# Optimization of FIR filter implementation for FMT on VLIW DSP

Petr Sysel, Ondřej Krajsa

**Abstract** — The paper summarizes the FMT modulation prototype filter design and its efficient implementation on DSP. The optimum design of algorithms for digital signal processors with VLIW architecture is described. Using this new approach it was, for example, possible to optimize compilation from the C language into the assembler of TMS320C6414 digital signal processor for implementation of FMT modulation with prototype FIR filter. The method consists in a closer linkage between the theory of digital signal processing, software tools and hardware.

*Keywords*—Assembler Programming, Digital Signal Processor, Filtered MultiTone Modulation, Prototype Filter, State-Space Representation, Very Long Instruction Word.

## I. INTRODUCTION

THE filtered multitone modulation (FMT) is a multitone modulation technique, proposed by Giovanni Cherubini in 1999 [9]. Another type of this modulation is the halfoverlapped FMT [11]. It is an interesting alternative to standard modulations in xDSL systems, particularly to digital multitone (DMT) modulation, as well as to wireless systems using orthogonal frequency division multiplexing (ODFM) modulations. This modulation is using the fast fourier transform (FFT) algorithm in combination with bank of filters for frequency spectrum separation. These filters are polyphase components of prototype filter, low-pass finite impulse response (FIR) filter. The first step of implementation of this modulation on digital signal processor is an implementation of these filters.

The advantages of the modern architecture of type very long instruction word (VLIW) digital signal processors cannot be made full use of as long as the algorithms to be implemented require sequential data processing. This is to say that individual operations are linked up directly and prior to any next step in the algorithm the results of all the previous operations must be known. Fortunately, this type of algorithms appears in the area of digital signal processing only

Manuscript received June 31, 2010. This work was supported in part by the Ministry of Education, Youth, and Sports of Czech Republic under research programme MSM 0021630513 and also by the Grant Agency of Czech Republic under Grant 102/09/1846.

P. Sysel is with the Brno University of Technology, Faculty of Electrical Engineering and Communication, Purkynova 118, Brno, 602 00, Czech Republic; e-mail: sysel@feec.vutbr.cz.

O. Krajsa is with the Brno University of Technology, Faculty of Electrical Engineering and Communication, Purkynova 118, Brno, 602 00, Czech Republic; email: krajsao@feec.vutbr.cz.

rarely.

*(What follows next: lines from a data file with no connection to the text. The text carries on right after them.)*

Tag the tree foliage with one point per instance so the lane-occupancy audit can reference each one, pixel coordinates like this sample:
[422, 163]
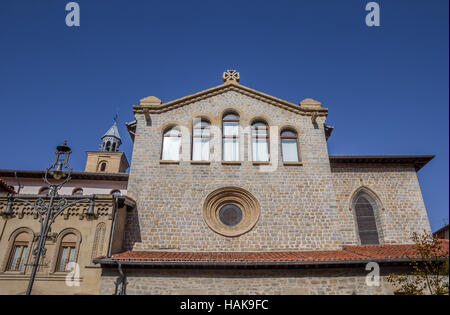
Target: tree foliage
[430, 268]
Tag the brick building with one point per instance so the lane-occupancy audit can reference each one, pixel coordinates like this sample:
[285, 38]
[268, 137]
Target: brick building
[236, 194]
[230, 191]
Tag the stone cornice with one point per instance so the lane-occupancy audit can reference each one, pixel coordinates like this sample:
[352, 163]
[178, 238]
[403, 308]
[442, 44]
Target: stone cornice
[104, 205]
[226, 87]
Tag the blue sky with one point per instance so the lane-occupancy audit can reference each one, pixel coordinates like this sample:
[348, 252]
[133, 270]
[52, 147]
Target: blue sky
[386, 88]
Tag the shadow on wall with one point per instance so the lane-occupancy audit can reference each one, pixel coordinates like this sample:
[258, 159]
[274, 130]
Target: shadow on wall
[132, 233]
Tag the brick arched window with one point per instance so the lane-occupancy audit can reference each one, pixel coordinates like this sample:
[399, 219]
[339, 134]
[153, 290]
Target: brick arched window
[171, 144]
[260, 142]
[66, 251]
[366, 207]
[200, 140]
[230, 134]
[289, 146]
[19, 252]
[68, 247]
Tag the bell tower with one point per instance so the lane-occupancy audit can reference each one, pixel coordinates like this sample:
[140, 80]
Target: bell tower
[108, 159]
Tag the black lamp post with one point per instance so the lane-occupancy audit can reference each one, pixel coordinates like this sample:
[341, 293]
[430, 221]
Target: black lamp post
[48, 212]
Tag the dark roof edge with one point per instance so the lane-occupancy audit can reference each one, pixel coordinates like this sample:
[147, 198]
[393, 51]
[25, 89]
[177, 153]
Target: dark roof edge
[74, 175]
[106, 262]
[418, 161]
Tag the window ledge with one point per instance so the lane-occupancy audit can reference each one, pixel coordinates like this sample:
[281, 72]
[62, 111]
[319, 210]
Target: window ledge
[231, 163]
[201, 162]
[292, 163]
[261, 162]
[168, 162]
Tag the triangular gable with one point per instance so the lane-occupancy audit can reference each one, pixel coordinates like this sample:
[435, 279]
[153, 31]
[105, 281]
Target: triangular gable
[152, 105]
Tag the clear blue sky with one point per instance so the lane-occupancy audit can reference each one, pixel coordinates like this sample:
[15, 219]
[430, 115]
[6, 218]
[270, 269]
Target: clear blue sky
[386, 88]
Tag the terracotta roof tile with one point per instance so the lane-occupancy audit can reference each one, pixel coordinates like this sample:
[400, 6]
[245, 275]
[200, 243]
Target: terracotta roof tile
[6, 187]
[348, 253]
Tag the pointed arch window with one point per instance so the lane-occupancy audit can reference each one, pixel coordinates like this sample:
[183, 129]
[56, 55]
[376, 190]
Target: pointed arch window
[200, 141]
[366, 221]
[19, 252]
[171, 145]
[230, 130]
[289, 146]
[260, 142]
[66, 252]
[102, 167]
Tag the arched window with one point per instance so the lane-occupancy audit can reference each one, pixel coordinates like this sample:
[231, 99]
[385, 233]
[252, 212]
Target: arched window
[260, 142]
[230, 130]
[77, 191]
[171, 145]
[66, 251]
[102, 167]
[19, 252]
[363, 206]
[289, 146]
[200, 141]
[115, 192]
[44, 191]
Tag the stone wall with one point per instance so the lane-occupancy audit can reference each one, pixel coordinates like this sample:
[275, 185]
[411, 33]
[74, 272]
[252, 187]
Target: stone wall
[259, 282]
[402, 210]
[298, 208]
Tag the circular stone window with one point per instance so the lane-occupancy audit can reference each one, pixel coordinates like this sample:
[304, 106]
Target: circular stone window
[231, 211]
[230, 214]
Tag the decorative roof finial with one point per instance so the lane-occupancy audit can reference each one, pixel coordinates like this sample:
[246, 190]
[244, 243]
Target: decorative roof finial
[231, 75]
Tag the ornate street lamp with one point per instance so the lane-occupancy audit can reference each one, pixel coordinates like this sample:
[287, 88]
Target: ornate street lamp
[48, 212]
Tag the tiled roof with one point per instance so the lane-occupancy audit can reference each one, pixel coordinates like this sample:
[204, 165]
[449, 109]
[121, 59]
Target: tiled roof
[347, 254]
[5, 187]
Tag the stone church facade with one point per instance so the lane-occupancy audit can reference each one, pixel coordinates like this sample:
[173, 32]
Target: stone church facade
[229, 191]
[236, 194]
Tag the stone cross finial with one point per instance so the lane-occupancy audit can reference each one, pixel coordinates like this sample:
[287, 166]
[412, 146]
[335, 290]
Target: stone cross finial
[231, 75]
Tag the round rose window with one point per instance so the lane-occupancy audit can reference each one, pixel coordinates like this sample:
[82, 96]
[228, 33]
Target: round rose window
[231, 211]
[230, 214]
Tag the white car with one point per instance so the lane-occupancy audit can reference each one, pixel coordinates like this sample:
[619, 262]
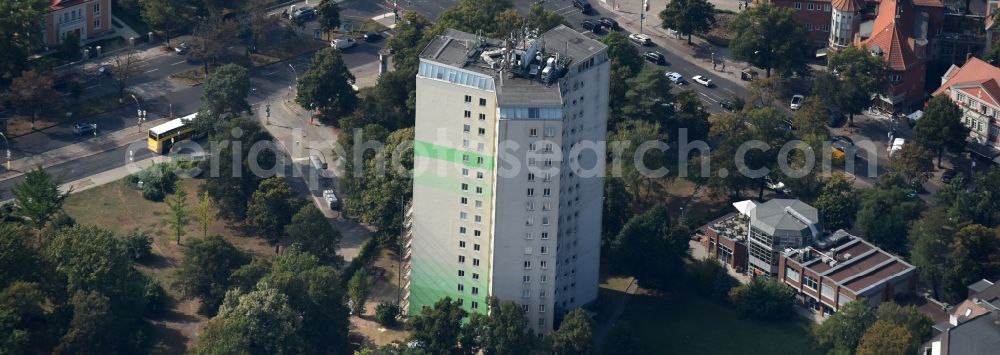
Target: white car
[702, 80]
[675, 77]
[640, 39]
[343, 43]
[796, 102]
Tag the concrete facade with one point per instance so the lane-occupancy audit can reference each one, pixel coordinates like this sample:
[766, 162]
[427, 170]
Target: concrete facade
[508, 179]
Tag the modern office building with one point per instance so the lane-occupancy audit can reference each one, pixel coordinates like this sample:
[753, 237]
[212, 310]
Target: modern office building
[508, 176]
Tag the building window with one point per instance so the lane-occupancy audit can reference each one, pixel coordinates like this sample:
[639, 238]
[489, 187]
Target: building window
[809, 282]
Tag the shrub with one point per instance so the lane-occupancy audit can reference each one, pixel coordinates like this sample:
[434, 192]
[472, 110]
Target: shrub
[763, 299]
[386, 313]
[138, 245]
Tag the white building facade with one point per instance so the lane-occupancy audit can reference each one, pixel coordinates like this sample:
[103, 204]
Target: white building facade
[508, 181]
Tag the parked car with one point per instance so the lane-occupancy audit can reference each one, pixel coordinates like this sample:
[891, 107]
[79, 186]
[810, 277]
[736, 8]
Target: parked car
[702, 80]
[373, 36]
[727, 105]
[84, 128]
[948, 175]
[640, 39]
[675, 78]
[796, 102]
[583, 5]
[182, 48]
[591, 26]
[304, 14]
[611, 24]
[343, 43]
[331, 199]
[655, 58]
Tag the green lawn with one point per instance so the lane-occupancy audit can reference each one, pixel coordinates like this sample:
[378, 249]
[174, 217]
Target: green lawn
[686, 324]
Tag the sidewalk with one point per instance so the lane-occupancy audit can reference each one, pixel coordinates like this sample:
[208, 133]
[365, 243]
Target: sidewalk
[96, 145]
[628, 17]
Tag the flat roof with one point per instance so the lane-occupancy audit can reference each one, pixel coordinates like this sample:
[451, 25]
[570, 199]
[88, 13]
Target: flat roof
[852, 263]
[465, 51]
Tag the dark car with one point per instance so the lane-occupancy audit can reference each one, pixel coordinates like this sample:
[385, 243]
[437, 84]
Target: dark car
[590, 26]
[583, 5]
[373, 36]
[948, 175]
[655, 57]
[609, 23]
[727, 105]
[304, 14]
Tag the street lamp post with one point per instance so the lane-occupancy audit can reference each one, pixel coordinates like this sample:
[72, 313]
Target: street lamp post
[6, 145]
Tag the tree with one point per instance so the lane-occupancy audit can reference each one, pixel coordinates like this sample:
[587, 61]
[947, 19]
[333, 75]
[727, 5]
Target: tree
[210, 39]
[837, 203]
[914, 162]
[271, 209]
[885, 338]
[94, 263]
[31, 92]
[386, 313]
[329, 15]
[941, 127]
[931, 237]
[258, 322]
[38, 198]
[769, 37]
[437, 328]
[313, 233]
[574, 335]
[633, 134]
[22, 24]
[651, 249]
[205, 270]
[227, 90]
[853, 77]
[842, 332]
[503, 331]
[689, 17]
[326, 86]
[885, 212]
[357, 290]
[167, 15]
[178, 218]
[975, 254]
[916, 324]
[203, 212]
[763, 299]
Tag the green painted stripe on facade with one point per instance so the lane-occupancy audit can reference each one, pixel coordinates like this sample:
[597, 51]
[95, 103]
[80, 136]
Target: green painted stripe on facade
[448, 154]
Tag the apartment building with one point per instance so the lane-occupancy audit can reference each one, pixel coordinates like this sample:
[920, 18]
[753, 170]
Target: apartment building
[840, 268]
[84, 18]
[508, 176]
[975, 87]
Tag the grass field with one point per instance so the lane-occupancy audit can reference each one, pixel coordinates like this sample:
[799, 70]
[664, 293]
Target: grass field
[686, 324]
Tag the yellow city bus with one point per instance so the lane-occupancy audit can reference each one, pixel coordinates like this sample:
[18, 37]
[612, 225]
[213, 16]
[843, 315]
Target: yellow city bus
[163, 136]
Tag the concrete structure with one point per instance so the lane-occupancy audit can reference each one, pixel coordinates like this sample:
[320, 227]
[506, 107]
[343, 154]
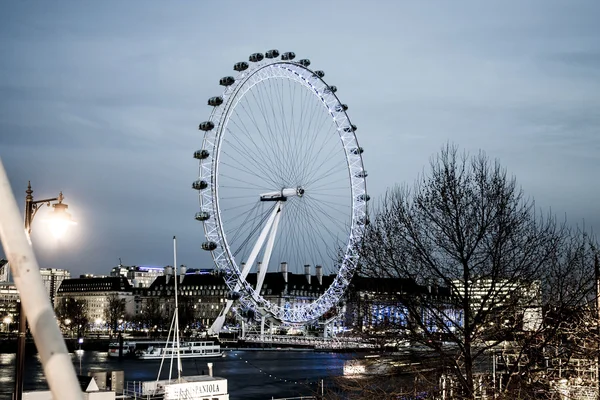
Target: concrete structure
[518, 298]
[140, 276]
[4, 270]
[96, 292]
[9, 307]
[52, 278]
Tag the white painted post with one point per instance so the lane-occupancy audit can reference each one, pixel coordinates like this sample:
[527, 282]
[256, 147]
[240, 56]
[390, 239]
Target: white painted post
[56, 361]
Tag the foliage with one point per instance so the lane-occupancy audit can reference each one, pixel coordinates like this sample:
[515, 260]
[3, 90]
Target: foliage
[467, 226]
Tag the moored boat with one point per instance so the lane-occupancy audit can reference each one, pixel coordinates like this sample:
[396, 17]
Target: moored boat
[184, 350]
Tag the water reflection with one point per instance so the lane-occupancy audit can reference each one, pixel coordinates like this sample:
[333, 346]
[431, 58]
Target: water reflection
[247, 371]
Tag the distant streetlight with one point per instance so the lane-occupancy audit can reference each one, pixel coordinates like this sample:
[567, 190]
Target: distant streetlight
[59, 222]
[7, 320]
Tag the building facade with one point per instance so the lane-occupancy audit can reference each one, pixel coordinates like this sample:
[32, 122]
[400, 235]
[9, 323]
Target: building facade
[52, 279]
[96, 293]
[139, 276]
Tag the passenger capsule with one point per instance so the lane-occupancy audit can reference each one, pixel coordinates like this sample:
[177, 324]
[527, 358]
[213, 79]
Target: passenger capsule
[241, 66]
[350, 128]
[272, 53]
[363, 221]
[209, 246]
[201, 154]
[248, 313]
[215, 101]
[227, 81]
[202, 216]
[199, 184]
[290, 55]
[232, 295]
[206, 126]
[256, 57]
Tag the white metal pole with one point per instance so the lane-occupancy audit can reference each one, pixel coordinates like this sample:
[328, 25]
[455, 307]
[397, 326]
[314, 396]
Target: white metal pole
[56, 361]
[218, 323]
[267, 256]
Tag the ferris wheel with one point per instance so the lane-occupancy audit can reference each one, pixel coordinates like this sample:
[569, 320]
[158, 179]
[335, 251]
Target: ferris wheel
[281, 186]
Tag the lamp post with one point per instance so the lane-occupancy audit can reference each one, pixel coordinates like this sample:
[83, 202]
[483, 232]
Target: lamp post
[60, 221]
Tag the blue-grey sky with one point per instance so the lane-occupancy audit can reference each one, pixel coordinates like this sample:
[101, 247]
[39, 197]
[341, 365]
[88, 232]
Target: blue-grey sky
[102, 100]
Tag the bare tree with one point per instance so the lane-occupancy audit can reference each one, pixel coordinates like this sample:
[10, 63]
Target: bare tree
[73, 315]
[467, 226]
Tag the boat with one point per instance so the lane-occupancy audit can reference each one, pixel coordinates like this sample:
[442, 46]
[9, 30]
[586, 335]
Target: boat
[184, 350]
[196, 387]
[187, 387]
[128, 349]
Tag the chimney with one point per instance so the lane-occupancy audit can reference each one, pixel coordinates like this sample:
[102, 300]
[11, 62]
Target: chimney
[182, 271]
[319, 272]
[168, 273]
[284, 271]
[307, 273]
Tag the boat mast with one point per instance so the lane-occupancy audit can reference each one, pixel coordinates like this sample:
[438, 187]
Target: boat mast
[176, 337]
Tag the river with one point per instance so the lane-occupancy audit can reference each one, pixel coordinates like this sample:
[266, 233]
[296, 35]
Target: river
[251, 375]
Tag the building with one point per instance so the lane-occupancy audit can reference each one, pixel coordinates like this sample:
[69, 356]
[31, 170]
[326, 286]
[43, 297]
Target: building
[52, 278]
[380, 304]
[140, 276]
[9, 307]
[95, 293]
[505, 300]
[4, 270]
[202, 294]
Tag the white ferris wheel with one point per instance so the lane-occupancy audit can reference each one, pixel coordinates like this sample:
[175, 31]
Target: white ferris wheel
[281, 184]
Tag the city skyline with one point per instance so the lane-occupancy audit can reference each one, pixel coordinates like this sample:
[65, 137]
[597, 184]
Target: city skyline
[102, 101]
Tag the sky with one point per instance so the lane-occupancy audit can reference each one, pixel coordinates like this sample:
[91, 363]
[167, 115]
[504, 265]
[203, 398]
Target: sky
[102, 100]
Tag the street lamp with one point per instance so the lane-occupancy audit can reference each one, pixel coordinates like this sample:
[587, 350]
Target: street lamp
[59, 223]
[7, 320]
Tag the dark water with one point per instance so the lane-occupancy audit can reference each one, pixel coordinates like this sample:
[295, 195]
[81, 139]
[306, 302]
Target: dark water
[292, 373]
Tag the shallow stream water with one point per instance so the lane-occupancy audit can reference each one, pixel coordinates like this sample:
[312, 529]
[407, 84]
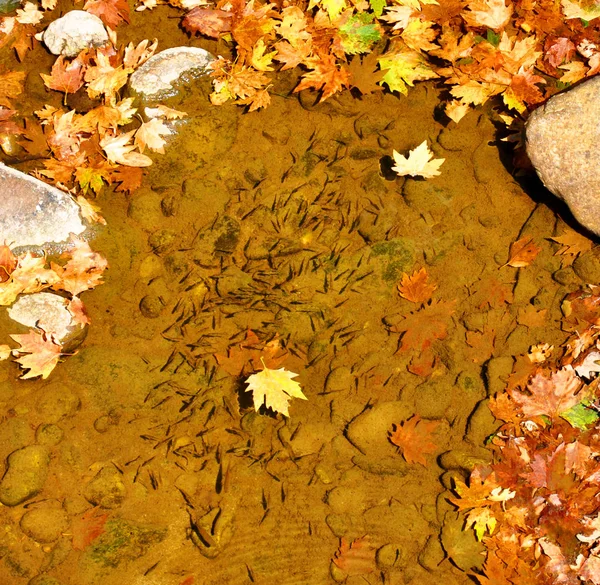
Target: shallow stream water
[285, 223]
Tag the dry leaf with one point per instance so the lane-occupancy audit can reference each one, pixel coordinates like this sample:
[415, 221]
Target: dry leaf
[413, 437]
[418, 163]
[522, 252]
[415, 288]
[150, 134]
[274, 389]
[43, 353]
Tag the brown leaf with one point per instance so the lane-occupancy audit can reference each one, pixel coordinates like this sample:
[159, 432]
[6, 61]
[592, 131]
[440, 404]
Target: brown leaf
[522, 252]
[421, 328]
[206, 21]
[11, 85]
[66, 76]
[356, 557]
[413, 437]
[43, 353]
[415, 288]
[87, 527]
[326, 75]
[248, 356]
[550, 396]
[111, 12]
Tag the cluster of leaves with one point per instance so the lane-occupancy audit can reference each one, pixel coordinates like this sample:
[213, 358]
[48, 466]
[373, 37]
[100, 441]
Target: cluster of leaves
[537, 507]
[94, 149]
[524, 51]
[39, 351]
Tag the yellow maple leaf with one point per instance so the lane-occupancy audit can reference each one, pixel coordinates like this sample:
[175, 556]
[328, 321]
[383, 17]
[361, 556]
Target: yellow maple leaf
[575, 71]
[118, 150]
[456, 110]
[260, 60]
[43, 353]
[419, 34]
[475, 92]
[274, 389]
[30, 14]
[151, 134]
[492, 14]
[418, 163]
[481, 519]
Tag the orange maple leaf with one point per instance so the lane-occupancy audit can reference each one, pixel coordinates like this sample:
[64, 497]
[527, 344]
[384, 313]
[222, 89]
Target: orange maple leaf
[523, 252]
[356, 557]
[246, 357]
[87, 527]
[421, 328]
[111, 12]
[83, 271]
[549, 396]
[415, 288]
[8, 262]
[413, 437]
[43, 353]
[206, 21]
[66, 76]
[325, 75]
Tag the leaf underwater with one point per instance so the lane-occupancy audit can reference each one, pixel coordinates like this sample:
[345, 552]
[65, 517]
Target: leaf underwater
[274, 389]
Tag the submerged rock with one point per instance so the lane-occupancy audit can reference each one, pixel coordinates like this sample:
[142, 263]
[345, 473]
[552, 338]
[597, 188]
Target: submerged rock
[7, 6]
[562, 143]
[163, 74]
[49, 312]
[25, 476]
[75, 31]
[34, 213]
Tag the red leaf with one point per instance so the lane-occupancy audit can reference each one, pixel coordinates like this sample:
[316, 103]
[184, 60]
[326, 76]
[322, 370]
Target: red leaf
[66, 77]
[111, 12]
[87, 527]
[206, 21]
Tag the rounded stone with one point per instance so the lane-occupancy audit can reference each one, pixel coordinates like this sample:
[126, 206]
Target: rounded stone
[49, 312]
[25, 476]
[587, 266]
[158, 77]
[75, 31]
[44, 525]
[34, 213]
[44, 580]
[106, 490]
[151, 306]
[49, 435]
[387, 556]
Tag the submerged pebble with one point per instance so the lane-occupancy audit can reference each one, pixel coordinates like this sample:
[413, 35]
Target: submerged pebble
[25, 476]
[75, 31]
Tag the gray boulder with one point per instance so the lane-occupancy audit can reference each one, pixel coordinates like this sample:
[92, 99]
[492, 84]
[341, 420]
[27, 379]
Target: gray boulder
[49, 312]
[75, 31]
[163, 75]
[562, 142]
[34, 213]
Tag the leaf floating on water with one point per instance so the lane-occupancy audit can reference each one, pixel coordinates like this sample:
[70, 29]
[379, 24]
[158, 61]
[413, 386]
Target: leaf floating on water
[274, 389]
[87, 527]
[43, 353]
[416, 288]
[523, 252]
[413, 436]
[419, 163]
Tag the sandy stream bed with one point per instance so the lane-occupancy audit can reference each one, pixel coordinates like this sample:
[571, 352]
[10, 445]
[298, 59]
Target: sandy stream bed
[280, 222]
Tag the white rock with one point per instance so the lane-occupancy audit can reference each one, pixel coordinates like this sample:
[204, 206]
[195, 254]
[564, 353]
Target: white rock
[34, 213]
[75, 31]
[48, 312]
[157, 78]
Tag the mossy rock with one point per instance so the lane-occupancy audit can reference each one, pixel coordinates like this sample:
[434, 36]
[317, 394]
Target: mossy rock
[123, 541]
[395, 257]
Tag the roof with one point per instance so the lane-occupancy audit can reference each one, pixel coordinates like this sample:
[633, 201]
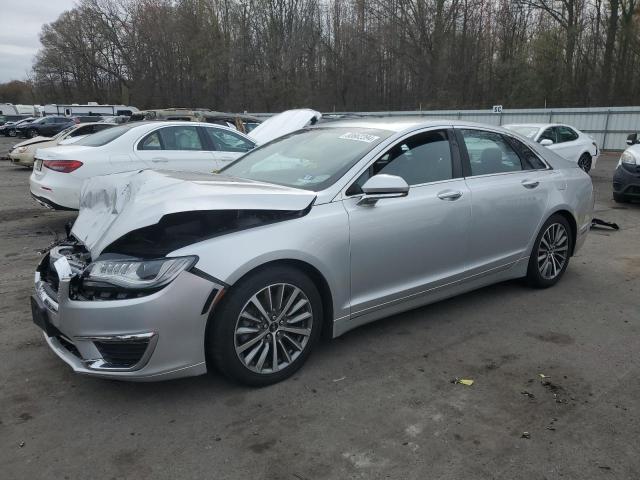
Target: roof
[399, 124]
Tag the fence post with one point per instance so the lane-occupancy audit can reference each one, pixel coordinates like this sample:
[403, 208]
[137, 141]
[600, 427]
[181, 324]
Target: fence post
[606, 128]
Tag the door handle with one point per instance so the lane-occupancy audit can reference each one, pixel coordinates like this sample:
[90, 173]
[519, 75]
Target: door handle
[449, 195]
[530, 183]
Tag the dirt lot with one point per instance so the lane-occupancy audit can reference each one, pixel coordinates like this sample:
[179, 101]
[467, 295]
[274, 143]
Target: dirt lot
[375, 403]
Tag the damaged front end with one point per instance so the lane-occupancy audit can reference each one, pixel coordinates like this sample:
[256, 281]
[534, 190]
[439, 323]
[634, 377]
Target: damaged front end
[111, 294]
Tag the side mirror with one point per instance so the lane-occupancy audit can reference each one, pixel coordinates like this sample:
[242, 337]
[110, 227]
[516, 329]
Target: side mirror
[632, 139]
[383, 186]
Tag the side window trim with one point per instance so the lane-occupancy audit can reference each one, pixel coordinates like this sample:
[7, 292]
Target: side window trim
[457, 164]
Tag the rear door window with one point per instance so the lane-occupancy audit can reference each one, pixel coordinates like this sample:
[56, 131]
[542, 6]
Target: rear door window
[566, 134]
[489, 153]
[226, 141]
[151, 142]
[181, 138]
[549, 134]
[530, 160]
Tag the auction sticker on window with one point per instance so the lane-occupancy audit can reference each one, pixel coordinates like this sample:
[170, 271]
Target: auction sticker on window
[360, 137]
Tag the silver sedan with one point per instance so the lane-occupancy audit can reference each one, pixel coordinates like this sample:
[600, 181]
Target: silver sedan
[168, 274]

Much more frequent are the algorithms of processing data flows (FFT, digital filter banks, wavelet and homomorphous analyses, etc.). In this type of processing the algorithm can be realized for several input signal values simultaneously, and making use of parallel processing will considerably increase the algorithm processing speed and the computation performance [2]-[3].

## II. PROTOTYPE FILTER DESIGN

The fundamental element of the FMT system is the prototype filter. We typically attempt to design it to reach the best frequency characteristic. It mainly concerns the suppression of side lobes, the orthogonality of derived filters, and the frequency separation of particular subchannels. In this way we can obtain an ideal suppression of inter-channel interference (ICI). Inter-symbol interference (ISI), on the other hand, will not be limited by these actions; it will appear even in the ideal channel without interference. Its source is the implementation of filters [10]. But such a distortion is easy to remove via equalization.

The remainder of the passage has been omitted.